Bernard weaves a tale of real and fictional characters set during the rise and fall of ragtime music in the U.S., between 1895 and 1929. The two central figures are the author’s husband’s grandfather, pianist Mike Bernard, and Mike’s first wife. Little is known about May Convery, so the author creates a fictional life for her.
May, a wealthy young New Yorker, falls in love with Mike after her family hires him to be her piano teacher. But May’s society suitor Teddy threatens Mike and he loses his job. After learning how to play ragtime from genre pioneer Ben Harney, Mike is hired as musical director for the impresario Tony Pastor. May runs off to marry Mike, but Teddy and May’s father catch up with her. During the confrontation, Mike’s actions convince May that he never really loved her, so she leaves him to marry Teddy.
Mike wins a contest that proclaims him the “Ragtime King of the World,” and parlays that into celebrity. May despises Mike and won’t tell him that her oldest child is actually his. She finds distraction in writing poetry and as an activist in the women’s suffrage movement. By 1912, there are hints that the musical scene is evolving: ragtime is on the way out and jazz in. The characters must all cope with a fast-changing world.
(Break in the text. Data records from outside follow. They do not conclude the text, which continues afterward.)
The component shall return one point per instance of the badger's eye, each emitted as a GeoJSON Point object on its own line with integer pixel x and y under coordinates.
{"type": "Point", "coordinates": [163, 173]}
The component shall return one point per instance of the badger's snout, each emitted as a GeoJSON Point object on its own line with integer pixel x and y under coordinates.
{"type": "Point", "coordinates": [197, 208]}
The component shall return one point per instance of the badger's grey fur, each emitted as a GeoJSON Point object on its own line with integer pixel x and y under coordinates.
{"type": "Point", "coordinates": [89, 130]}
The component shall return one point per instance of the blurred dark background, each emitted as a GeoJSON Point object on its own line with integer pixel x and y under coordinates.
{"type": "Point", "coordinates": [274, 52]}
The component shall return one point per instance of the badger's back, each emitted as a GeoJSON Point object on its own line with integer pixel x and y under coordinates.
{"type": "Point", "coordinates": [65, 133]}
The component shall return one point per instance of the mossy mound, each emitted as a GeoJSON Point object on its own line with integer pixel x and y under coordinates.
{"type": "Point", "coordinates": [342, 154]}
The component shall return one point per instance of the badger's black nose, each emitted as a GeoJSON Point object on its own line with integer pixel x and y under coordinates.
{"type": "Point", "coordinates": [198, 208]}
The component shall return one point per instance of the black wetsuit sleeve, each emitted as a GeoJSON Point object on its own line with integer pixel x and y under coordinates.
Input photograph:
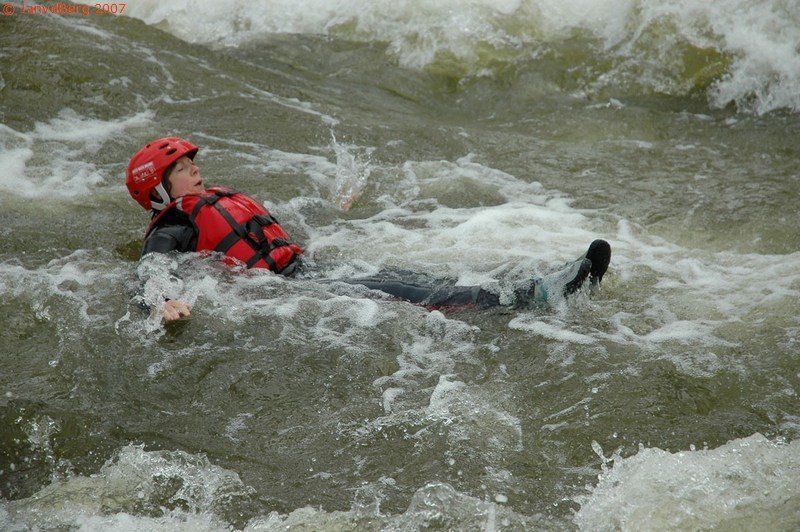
{"type": "Point", "coordinates": [170, 238]}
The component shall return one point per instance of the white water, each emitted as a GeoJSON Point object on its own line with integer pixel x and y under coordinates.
{"type": "Point", "coordinates": [646, 39]}
{"type": "Point", "coordinates": [747, 484]}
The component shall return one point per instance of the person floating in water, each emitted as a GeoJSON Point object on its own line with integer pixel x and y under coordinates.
{"type": "Point", "coordinates": [186, 216]}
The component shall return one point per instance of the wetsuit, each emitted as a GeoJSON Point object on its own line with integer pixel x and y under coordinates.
{"type": "Point", "coordinates": [175, 232]}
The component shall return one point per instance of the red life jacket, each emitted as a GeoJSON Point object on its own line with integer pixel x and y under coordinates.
{"type": "Point", "coordinates": [236, 225]}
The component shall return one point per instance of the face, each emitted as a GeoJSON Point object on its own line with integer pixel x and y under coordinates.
{"type": "Point", "coordinates": [185, 178]}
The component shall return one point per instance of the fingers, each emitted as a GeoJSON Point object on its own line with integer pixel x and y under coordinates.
{"type": "Point", "coordinates": [174, 309]}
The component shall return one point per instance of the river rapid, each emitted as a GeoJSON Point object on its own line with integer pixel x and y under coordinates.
{"type": "Point", "coordinates": [486, 141]}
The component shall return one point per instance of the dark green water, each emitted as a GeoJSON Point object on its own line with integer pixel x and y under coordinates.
{"type": "Point", "coordinates": [294, 404]}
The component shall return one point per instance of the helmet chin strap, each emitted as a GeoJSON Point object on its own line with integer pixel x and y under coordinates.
{"type": "Point", "coordinates": [165, 199]}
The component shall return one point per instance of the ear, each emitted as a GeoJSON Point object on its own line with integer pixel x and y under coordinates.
{"type": "Point", "coordinates": [165, 199]}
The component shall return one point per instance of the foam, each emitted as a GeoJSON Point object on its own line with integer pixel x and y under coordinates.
{"type": "Point", "coordinates": [751, 55]}
{"type": "Point", "coordinates": [134, 482]}
{"type": "Point", "coordinates": [54, 160]}
{"type": "Point", "coordinates": [745, 484]}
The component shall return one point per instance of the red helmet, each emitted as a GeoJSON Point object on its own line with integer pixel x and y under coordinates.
{"type": "Point", "coordinates": [146, 169]}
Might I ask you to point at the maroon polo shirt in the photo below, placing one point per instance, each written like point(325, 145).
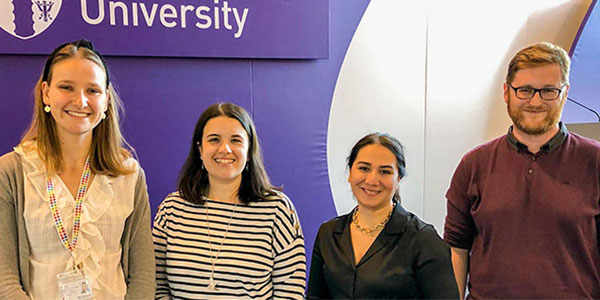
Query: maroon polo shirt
point(531, 221)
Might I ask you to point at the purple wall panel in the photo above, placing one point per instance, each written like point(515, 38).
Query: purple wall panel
point(18, 75)
point(292, 100)
point(289, 100)
point(163, 100)
point(299, 29)
point(585, 69)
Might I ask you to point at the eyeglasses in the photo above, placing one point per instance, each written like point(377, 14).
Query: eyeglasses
point(526, 93)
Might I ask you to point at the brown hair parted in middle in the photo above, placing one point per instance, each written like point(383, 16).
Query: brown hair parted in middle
point(193, 180)
point(387, 141)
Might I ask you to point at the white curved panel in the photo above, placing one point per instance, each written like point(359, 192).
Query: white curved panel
point(381, 87)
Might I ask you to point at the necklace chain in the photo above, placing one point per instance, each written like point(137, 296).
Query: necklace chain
point(213, 261)
point(370, 231)
point(83, 185)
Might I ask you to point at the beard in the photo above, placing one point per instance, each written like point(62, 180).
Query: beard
point(538, 127)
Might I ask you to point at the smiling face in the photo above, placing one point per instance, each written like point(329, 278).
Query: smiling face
point(77, 96)
point(536, 116)
point(224, 149)
point(374, 177)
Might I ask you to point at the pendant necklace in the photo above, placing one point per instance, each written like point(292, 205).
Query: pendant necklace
point(370, 231)
point(212, 284)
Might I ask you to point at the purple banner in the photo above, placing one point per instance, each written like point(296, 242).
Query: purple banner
point(182, 28)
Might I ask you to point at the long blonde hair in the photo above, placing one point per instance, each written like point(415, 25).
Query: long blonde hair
point(107, 155)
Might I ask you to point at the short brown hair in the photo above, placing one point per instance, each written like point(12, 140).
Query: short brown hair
point(538, 55)
point(193, 180)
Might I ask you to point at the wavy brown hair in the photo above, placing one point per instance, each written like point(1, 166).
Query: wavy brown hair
point(193, 179)
point(107, 155)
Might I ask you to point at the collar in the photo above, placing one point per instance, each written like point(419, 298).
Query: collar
point(396, 225)
point(548, 147)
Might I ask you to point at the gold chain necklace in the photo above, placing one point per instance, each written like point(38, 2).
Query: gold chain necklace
point(370, 231)
point(212, 284)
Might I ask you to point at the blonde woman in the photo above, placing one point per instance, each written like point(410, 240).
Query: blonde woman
point(73, 203)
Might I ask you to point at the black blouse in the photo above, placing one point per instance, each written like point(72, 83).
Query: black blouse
point(407, 260)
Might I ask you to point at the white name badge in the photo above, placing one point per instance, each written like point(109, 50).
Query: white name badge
point(74, 286)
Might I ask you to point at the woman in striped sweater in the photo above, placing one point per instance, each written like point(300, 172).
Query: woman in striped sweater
point(227, 233)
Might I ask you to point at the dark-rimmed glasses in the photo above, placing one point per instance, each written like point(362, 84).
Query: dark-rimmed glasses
point(526, 92)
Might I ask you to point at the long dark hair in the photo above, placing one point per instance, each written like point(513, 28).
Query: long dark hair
point(388, 141)
point(193, 179)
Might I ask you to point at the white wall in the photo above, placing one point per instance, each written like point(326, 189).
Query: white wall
point(431, 74)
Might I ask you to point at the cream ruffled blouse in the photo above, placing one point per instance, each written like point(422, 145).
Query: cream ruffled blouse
point(106, 205)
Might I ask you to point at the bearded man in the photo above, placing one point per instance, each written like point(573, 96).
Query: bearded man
point(523, 209)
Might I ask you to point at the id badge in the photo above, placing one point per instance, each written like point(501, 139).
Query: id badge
point(74, 286)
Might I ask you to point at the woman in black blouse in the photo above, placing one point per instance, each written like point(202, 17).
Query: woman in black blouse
point(379, 250)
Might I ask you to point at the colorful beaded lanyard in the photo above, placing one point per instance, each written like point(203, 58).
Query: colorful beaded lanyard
point(78, 203)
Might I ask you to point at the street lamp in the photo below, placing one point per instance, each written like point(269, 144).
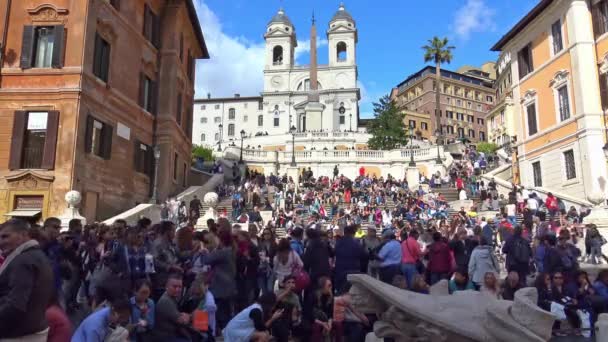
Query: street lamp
point(219, 144)
point(154, 198)
point(412, 162)
point(438, 135)
point(242, 139)
point(293, 146)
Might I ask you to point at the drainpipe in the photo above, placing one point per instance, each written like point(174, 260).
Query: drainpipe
point(7, 15)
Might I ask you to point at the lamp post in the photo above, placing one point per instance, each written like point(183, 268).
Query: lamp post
point(154, 198)
point(293, 146)
point(242, 139)
point(438, 135)
point(219, 144)
point(412, 162)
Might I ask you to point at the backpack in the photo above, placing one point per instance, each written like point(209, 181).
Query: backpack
point(521, 251)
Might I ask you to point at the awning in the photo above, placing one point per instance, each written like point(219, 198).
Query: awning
point(24, 213)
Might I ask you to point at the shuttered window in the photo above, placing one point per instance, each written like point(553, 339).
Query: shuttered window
point(101, 60)
point(98, 138)
point(34, 140)
point(42, 47)
point(151, 26)
point(178, 112)
point(148, 94)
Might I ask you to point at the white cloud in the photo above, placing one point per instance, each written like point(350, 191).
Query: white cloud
point(236, 64)
point(474, 16)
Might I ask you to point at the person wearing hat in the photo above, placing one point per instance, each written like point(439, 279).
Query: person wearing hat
point(389, 257)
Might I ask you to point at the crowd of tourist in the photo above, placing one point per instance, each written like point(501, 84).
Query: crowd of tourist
point(167, 281)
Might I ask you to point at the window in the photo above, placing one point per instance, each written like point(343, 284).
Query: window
point(536, 174)
point(42, 47)
point(178, 111)
point(341, 55)
point(563, 102)
point(531, 113)
point(599, 15)
point(569, 164)
point(101, 59)
point(147, 94)
point(556, 34)
point(277, 55)
point(143, 157)
point(151, 26)
point(175, 159)
point(98, 138)
point(524, 59)
point(34, 139)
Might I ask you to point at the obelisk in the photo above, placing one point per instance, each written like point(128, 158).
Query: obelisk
point(314, 109)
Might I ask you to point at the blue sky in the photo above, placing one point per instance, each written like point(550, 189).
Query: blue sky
point(391, 33)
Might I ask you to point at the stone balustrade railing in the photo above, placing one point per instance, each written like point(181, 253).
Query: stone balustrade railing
point(334, 156)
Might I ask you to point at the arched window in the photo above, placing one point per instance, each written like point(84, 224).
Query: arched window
point(277, 55)
point(341, 51)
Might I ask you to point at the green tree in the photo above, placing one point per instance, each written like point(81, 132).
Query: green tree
point(387, 128)
point(487, 148)
point(438, 51)
point(199, 151)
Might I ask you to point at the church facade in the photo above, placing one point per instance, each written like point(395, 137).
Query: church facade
point(287, 92)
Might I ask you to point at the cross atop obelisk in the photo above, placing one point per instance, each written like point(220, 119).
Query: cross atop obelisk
point(313, 95)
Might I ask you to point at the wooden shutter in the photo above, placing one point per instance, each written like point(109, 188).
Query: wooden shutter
point(19, 126)
point(155, 29)
point(136, 155)
point(58, 46)
point(27, 47)
point(88, 134)
point(153, 98)
point(604, 90)
point(50, 143)
point(142, 90)
point(106, 141)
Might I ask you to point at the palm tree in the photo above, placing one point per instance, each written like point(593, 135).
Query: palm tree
point(438, 51)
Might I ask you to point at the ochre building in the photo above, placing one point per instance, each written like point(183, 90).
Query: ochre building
point(87, 89)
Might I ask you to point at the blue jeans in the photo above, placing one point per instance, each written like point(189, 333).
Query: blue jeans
point(409, 271)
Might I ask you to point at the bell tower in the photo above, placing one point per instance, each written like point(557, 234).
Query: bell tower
point(281, 42)
point(342, 39)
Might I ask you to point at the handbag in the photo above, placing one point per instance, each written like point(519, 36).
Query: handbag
point(301, 278)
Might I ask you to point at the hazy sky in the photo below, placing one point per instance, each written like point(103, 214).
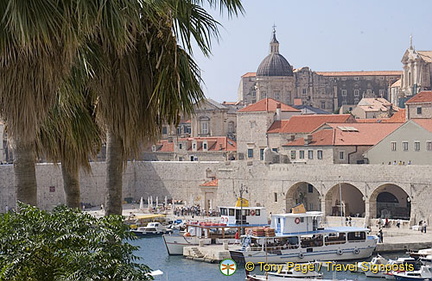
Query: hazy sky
point(325, 35)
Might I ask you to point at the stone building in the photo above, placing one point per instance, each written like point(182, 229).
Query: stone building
point(417, 72)
point(276, 78)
Historical African-American ragtime musicians, such as Will Marion Cook, J. Rosamond Johnson, and Abbie Mitchell, appear as minor characters. Their plight of struggling for recognition in mainstream white America is touched upon in several passages. Mike is something of a cad; May is an easier character to like. I learned some things about the early music business and enjoyed the story, though it doesn’t surpass Doctorow’s Ragtime as a portrait of the era.